Schrijver en historicus Bas von Benda-Beckmann schreef ruimhartig over zijn familiegeschiedenis in het prijswinnende boek ‘Het Kleedje voor Hitler’. In de Ketelaarlezing 2025 nam hij ons mee in zijn eigen onderzoekservaringen, de dynamiek tussen de onderzoeker en de archivaris, de persoonlijke context van de onderzoeker. Hij nodigde de aanwezigen uit reactie te geven en vragen en ervaringen te delen.

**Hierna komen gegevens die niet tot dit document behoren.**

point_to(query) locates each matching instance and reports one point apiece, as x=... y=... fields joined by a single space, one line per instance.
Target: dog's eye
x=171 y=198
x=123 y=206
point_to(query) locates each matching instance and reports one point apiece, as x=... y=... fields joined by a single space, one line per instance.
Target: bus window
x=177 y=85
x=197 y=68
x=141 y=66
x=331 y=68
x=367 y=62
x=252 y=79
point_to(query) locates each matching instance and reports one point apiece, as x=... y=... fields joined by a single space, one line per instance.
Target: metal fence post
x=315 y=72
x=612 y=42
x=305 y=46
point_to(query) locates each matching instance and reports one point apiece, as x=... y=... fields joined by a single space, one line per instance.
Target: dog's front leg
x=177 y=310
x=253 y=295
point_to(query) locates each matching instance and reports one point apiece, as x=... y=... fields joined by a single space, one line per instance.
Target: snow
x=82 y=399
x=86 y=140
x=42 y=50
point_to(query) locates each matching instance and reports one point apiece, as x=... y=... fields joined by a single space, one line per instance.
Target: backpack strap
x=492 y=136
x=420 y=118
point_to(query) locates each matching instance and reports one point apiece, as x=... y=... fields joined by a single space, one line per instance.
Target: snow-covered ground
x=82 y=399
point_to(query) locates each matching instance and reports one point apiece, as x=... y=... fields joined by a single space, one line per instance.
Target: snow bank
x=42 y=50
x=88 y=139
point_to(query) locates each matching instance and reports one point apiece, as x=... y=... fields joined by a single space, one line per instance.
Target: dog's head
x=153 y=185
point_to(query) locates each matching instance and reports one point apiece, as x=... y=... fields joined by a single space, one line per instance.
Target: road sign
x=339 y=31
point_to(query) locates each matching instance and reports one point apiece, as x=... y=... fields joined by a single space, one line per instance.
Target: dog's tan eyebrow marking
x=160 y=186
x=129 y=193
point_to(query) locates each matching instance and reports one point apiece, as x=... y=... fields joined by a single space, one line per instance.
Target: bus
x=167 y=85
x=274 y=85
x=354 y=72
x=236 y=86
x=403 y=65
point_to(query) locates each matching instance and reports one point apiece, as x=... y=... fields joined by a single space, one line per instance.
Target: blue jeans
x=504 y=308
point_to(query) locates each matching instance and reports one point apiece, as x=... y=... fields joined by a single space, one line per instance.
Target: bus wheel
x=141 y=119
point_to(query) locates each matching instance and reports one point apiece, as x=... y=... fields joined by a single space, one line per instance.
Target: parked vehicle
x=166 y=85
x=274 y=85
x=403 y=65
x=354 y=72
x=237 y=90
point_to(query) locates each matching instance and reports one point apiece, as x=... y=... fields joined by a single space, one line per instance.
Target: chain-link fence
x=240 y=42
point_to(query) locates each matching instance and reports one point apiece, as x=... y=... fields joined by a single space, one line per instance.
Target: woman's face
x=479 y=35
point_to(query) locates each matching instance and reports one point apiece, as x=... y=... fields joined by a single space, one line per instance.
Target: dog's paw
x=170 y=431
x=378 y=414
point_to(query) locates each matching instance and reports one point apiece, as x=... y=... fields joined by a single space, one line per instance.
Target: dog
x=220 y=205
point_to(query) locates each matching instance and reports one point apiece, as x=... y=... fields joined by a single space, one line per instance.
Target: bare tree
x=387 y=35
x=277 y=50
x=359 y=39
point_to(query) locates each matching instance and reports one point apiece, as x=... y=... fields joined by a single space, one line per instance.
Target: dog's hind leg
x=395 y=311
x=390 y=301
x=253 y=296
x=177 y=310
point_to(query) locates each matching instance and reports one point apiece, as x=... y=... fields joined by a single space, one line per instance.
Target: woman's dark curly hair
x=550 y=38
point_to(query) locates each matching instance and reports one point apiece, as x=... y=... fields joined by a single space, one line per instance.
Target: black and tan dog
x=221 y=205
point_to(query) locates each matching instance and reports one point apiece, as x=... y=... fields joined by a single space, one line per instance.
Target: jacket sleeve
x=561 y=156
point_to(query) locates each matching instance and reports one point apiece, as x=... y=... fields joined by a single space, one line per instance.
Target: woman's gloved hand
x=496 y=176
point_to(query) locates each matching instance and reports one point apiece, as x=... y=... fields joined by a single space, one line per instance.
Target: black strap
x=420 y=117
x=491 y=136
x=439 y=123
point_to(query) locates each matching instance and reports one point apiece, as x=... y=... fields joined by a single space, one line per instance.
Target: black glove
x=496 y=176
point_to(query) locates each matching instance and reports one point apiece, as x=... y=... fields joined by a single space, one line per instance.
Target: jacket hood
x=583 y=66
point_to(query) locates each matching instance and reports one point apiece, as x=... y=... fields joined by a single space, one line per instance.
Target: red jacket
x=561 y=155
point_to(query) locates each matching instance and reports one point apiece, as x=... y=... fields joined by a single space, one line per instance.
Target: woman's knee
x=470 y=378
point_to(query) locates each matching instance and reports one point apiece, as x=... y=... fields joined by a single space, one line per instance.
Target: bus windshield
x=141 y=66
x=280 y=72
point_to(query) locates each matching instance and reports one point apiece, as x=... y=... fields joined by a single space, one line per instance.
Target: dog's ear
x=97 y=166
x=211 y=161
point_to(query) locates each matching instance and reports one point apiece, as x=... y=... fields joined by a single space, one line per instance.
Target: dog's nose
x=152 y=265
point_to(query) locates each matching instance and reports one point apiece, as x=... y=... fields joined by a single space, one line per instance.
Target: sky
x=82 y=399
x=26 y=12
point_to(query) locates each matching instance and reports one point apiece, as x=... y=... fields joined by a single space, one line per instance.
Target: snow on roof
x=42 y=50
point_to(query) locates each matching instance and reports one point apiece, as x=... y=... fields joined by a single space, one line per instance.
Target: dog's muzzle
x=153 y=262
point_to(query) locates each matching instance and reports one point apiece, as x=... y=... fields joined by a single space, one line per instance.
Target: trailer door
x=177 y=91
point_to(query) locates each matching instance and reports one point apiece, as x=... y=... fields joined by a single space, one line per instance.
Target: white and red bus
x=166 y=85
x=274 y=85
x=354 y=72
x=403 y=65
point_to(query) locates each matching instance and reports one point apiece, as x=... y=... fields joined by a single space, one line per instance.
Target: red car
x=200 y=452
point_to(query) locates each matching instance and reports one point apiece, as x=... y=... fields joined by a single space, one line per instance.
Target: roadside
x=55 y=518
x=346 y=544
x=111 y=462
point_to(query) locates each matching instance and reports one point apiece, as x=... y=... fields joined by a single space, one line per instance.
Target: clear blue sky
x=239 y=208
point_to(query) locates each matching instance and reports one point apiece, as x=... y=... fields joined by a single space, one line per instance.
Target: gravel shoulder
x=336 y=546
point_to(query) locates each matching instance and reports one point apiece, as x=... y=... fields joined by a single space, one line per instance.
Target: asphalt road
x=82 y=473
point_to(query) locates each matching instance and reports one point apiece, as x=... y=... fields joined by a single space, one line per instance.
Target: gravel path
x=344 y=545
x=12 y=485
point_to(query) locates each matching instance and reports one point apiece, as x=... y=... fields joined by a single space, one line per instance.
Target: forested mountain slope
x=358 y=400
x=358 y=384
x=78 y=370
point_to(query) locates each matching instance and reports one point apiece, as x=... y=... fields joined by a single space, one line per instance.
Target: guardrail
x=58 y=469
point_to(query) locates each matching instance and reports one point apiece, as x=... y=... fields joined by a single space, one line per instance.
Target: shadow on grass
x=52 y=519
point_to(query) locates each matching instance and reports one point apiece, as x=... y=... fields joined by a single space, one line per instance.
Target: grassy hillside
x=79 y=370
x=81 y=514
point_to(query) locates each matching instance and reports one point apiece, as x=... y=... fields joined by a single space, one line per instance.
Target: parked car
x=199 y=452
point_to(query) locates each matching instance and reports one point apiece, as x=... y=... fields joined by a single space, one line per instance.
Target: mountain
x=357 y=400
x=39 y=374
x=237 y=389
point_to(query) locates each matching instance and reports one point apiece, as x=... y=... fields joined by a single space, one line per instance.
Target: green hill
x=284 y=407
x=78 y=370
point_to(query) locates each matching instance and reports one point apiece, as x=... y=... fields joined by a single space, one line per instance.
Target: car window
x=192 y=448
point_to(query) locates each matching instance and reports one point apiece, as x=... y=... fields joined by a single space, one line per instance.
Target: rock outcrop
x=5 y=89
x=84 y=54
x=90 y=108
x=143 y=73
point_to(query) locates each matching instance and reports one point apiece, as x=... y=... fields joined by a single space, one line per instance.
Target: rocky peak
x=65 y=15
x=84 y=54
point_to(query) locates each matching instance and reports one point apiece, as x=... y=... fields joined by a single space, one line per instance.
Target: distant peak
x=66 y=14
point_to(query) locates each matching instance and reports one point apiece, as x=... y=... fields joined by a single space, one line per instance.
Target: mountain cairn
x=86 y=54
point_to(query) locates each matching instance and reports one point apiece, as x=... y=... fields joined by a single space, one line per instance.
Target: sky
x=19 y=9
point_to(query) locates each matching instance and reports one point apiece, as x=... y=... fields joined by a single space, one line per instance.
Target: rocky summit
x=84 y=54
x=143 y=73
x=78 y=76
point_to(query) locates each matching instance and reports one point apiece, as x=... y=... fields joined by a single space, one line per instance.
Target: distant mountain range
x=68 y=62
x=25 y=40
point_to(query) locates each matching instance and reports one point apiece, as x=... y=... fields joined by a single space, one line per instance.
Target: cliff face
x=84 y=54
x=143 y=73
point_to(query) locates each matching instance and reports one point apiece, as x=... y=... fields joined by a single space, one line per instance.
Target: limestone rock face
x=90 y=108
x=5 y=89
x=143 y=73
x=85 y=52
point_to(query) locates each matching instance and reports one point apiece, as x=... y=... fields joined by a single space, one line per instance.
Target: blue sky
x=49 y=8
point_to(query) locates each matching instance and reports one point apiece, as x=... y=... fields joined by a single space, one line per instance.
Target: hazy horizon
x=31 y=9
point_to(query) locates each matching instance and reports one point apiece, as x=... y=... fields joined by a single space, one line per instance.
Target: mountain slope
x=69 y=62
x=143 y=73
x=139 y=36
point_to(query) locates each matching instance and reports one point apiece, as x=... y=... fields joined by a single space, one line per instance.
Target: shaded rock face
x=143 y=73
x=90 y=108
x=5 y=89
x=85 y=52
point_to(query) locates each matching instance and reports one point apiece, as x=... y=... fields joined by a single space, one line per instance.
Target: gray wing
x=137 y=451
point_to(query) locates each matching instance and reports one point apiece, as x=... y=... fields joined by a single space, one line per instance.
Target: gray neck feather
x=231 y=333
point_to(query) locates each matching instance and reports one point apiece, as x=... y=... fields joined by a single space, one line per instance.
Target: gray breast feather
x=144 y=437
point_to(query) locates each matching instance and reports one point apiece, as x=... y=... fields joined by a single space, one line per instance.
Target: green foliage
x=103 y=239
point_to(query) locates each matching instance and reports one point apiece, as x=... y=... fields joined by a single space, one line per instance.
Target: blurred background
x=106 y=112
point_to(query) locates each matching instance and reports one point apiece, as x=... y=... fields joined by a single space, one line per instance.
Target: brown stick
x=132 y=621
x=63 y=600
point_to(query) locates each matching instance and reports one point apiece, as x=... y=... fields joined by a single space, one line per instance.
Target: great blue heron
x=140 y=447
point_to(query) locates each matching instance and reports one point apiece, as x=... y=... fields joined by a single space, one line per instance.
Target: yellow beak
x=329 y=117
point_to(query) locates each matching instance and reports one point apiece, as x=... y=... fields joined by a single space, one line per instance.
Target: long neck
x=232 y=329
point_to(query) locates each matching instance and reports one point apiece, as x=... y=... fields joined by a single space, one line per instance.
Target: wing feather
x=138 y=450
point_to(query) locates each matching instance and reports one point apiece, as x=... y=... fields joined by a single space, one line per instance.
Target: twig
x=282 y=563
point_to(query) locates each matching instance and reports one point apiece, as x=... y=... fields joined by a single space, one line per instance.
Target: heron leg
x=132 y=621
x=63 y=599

Daar werd volop gebruik van gemaakt, ook door deelnemers van de workshop ‘Jouw familie in de oorlog’ dat Von Benda-Beckmann samen met onderzoeker Lies Schippers voorafgaand aan de lezing organiseerden.
De Ketelaarlezing belicht inmiddels ruim 20 jaar een actueel archiefthema dat grote impact heeft op de samenleving en is een gezamenlijk initiatief van het Nationaal Archief en KVAN.
Dit jaar vond het voor het eerst in Haarlem plaats. ‘Een mooi gegeven’, aldus Willeke de Groot, directeur Noord-Hollands Archief en voorzitter van KVAN in haar openingswoord. ‘KVAN is opgericht in 1891 hier in Haarlem. Daarmee is KVAN de oudste vereniging ter wereld in de archiefsector. Het is hier ooit begonnen en dat mogen we nu doorzetten.’ Afelonne Doek, Algemeen Rijksarchivaris sloot de bijeenkomst af. Zij gaf ook aan dat de Ketelaarlezing voortaan in de regio plaatsvindt. ‘Zo kunnen we meer publiek vanuit de maatschappij bij een actueel archiefthema betrekken. We gaan het land in.’